Kyiv’s move to appoint controversial Melnyk risks upsetting Polish-Ukrainian relations

By Grzegorz Adamczyk
4 Min Read

Andrij Melnyk, a controversial former ambassador to Germany, was appointed as deputy foreign minister of Ukraine, and this nomination seems more to be an aim to increase internal support than to extend foreign support for Kyiv. However, is that what Ukraine needs most today?

The term “diplomat” does not really suit Melnyk. He escapes the definition of this word as most of his activity, especially after the Russian invasion on Feb. 24, cannot be deemed “diplomatic.” Melnyk does not bite his tongue, and throws statements aggressively, and sometimes blindly.

He does not avoid bold statements that insult allies. Regarding Poland, he allows himself to speak impertinently but also promotes ordinary lies about the 1943-1944 Volhynia genocide, where up to 130,000 Poles were massacred.

That is why appointing him for a new seat was so surprising for Poles, not just among the political class, but also ordinary people.

Poland does not claim any rights to furnish the cabinet of Ukrainian Prime Minister Denys Shmyhal. However, it is surprising that Ukrainian authorities have chosen to take such a reckless step. Melnyk is a ticking diplomatic bomb that could destroy the bridges that have been built for months.
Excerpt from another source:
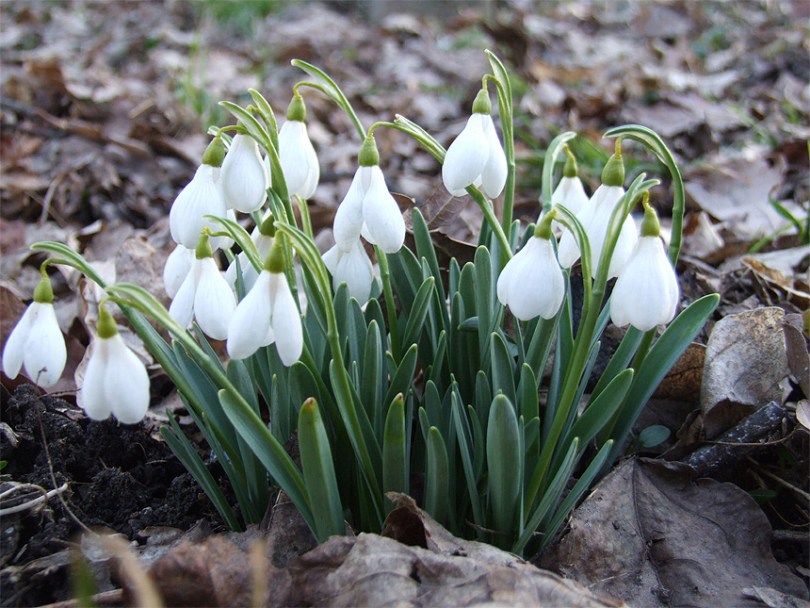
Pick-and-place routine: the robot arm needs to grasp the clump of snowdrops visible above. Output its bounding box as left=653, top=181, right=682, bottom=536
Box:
left=3, top=52, right=717, bottom=553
Why did Kyiv decide to make this move? Did it conclude that in the time of war, it needs “warriors” in every area? Is this the answer to the conflict between Ukraine and its Western allies regarding the missiles explosion in Przewodów that killed two Poles?

I do not want to think that the Ukrainian administration reached the conclusion that relations with Poland cannot be damaged, that help from Polish government and millions of Poles is a given once and forever, because their interest is to lead to Russia’s defeat in Ukraine.

Poland’s attitude towards Russia will not change but the sympathy to leaders in Kyiv can fade — the sympathy that plays a major role in the complicated system of building support for the invaded country.

You do not need a vivid imagination to understand that President Zelensky’s statements following the tragedy in Przewodów, or nominating Melnyk, could bring about a number of personal reflections from Poles who opened their hearts so widely to Ukrainians.

Elevating a man who glorifies Nazi collaborator Stepan Bandera and whitewashes the criminals of Volhynia is an extremely risky move. When Polish President Andrzej Duda says that those are “sovereign decisions taken by Ukrainian authorities,” he climbs to the peaks of diplomacy inaccessible to people such as Melnyk. Simultaneously, Duda gives a lesson to partners from the East on how to control one’s temper in a situation of tension and how to “do foreign policy.”

Yes, a country that was invaded can do more and deserves to be forgiven more, but it also needs to know that it cannot afford to slap its biggest ally’s cheek. Assuming Ukraine’s perspective, it can be said that it cannot not afford such mistakes.